The following functions basically split a list of numbers in the following way:
{0, 1, 2, 3, 4, 5, 6, 7}
into
{0, 2, 4, 6, 1, 3, 5, 7}
It takes values at odd indices (in this example represented by odd numbers),
and places them in the upper half of the array. Even indexed values are
consequently moved to the beginning half. At then end, they are also ordered in
the initial ordering, except split by the even/oddness of their index.

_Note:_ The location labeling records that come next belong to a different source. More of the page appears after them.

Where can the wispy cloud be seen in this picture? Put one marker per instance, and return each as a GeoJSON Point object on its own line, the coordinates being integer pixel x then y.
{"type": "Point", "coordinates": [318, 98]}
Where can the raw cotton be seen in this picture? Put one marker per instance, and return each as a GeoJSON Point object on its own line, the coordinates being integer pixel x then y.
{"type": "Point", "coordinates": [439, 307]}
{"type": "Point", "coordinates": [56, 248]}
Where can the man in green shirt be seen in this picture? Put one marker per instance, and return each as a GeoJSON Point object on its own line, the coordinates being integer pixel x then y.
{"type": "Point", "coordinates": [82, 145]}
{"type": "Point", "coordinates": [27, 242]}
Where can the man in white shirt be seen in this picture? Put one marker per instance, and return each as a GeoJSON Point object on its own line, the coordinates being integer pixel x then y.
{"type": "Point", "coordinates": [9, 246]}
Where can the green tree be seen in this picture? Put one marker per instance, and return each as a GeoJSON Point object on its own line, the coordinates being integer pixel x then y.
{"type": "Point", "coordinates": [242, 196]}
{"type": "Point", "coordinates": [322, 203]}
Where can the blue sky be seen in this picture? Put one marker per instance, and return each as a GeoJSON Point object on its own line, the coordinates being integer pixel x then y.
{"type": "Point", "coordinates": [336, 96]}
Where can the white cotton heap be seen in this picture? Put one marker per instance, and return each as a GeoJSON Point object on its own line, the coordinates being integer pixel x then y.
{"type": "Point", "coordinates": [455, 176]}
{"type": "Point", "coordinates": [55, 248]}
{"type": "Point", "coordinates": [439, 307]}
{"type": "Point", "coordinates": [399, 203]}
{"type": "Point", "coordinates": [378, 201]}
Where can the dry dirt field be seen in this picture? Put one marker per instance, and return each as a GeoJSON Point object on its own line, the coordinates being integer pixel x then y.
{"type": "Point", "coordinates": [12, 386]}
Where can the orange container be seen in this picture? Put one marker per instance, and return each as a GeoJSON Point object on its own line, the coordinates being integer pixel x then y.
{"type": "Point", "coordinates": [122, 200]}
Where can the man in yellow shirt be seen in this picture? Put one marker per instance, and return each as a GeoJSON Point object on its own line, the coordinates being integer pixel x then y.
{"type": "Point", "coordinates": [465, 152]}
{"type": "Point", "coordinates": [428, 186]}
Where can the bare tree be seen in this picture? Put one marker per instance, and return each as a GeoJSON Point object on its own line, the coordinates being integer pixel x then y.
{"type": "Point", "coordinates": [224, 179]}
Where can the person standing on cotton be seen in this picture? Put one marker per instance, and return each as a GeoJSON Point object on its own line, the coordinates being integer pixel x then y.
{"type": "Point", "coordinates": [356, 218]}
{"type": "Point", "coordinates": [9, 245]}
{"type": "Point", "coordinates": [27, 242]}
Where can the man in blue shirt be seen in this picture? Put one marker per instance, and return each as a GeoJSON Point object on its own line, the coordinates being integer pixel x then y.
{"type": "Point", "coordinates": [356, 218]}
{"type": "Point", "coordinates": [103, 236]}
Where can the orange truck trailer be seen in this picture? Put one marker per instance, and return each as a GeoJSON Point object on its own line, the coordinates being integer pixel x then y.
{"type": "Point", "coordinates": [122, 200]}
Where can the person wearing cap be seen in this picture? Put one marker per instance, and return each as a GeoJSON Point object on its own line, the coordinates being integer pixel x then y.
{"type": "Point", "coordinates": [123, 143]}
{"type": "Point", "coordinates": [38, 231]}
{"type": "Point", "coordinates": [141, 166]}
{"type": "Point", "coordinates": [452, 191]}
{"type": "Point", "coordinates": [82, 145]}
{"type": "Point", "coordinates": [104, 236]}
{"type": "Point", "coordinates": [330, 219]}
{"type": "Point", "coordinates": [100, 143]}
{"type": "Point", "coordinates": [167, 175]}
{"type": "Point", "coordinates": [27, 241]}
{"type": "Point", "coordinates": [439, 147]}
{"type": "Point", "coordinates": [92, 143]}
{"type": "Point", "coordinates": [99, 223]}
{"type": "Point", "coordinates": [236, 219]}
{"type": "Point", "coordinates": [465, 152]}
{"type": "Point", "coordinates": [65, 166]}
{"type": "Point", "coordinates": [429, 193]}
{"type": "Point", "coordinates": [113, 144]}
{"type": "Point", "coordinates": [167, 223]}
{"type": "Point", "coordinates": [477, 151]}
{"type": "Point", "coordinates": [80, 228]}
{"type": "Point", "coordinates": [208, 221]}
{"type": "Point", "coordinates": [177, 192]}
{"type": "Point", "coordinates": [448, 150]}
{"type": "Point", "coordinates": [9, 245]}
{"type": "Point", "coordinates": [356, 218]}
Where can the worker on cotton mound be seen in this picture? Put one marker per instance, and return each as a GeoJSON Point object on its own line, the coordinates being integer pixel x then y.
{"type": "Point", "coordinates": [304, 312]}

This was the initial function:
*/
void split(double *vals, int length){
int start = 1;
int end = length-1;
while (start < end) {
int i;
double tmp;
for (i = start; i < end; i = i + 2) {
tmp = vals[i];
vals[i] = vals[i+1];
vals[i+1] = tmp;
}
start = start + 1;
end = end - 1;
}
}
/*
It runs in O(n^2) time. For example, with a data set that had a length
of 2^16, it took around 3.39 seconds to apply the function.
I replaced it with this:
*/
void split(double *vals, int length){
int half = length / 2;
// Split even and odd
for(int i = 0; i < (half / 2); ++i){
int even = i * 2;
int odd = even + 1;
double t = vals[odd];
vals[odd] = vals[half + even];
vals[half + even] = t;
}
// Now recurse on each half
if(half >= 4){
liftSplit(vals, half);
liftSplit(vals + half, half);
}
}
/*
Basically, it gets halfway to the right answer, then does the same set
of operations on each half of the list, and so on and so on. The complexity
for this function is O(n), which is much better. This version of the
function takes 0.004 seconds to do the same work as the previous function.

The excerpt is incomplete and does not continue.